Although gold mining production expanded in 2014, this reflected a ramp-up of previously commissioned projects. It was also helped by all-in-costs that had dropped substantially (25%), although this was distorted by a large number of impairments which occurred in 2013. With this factor stripped out, average cash costs dropped by 3% to $749 an ounce, which reflected “advantageous foreign exchange rate movements and higher processed grades”, Thomson Reuters said.

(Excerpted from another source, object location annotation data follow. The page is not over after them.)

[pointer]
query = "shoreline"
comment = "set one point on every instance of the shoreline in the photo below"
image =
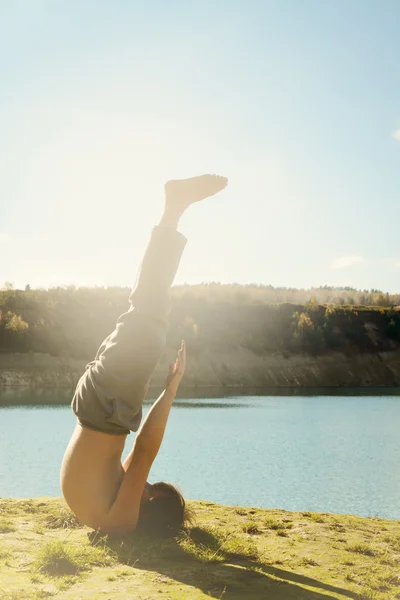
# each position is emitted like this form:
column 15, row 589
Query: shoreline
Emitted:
column 246, row 552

Mining companies in emerging markets typically have operating expenses in local currency, but earn in dollars. “Output is expected to be flat in 2015 as this impact wanes, before starting a palpable decline,” the survey said. All-in-costs dropped by 25% to $1 314 an ounce in 2014 (the average spot price over the year was $1 266.40). Production may be up, but demand has slowed substantially and dropped 18% in 2014.
Demand for jewellery down
As the US economy recovered from the global financial crisis, gold experienced a lessening appeal as an asset class in 2014 as a result of lower perceived risk for systematic financial instability and continued low inflationary pressures, the survey said. Physical demand tempered “after excesses of 2013”, it said.
Lower demand for jewellery higher than 18 carats, and less demand for gold bars and coins has affected the supply / demand balance and pushed the market into a 204 tonne physical surplus for the year, the survey said. “The retail coin and bar market was the one that really suffered in 2014, slumping by 40% year on year, driven particularly by the Asian markets, reflecting the action of 2013 and unease over the price outlook,” Thomson Reuters said. Still, China and India between them accounted for 54% of the world’s jewellery, bar and medal demand in 2014.
The gold survey did not view this as much cause for concern: “Physical surpluses and deficits in the gold market are less relevant than those in the industrial metals, owing to the available level of above-ground gold stocks. We calculate that some 183 600 tonnes of gold have been produced in human history and much of this is still in circulation,” it said, noting that rather than annual supply and demand determining the price, it is the price that determines how much new physical supply and demand are attracted to the market each year.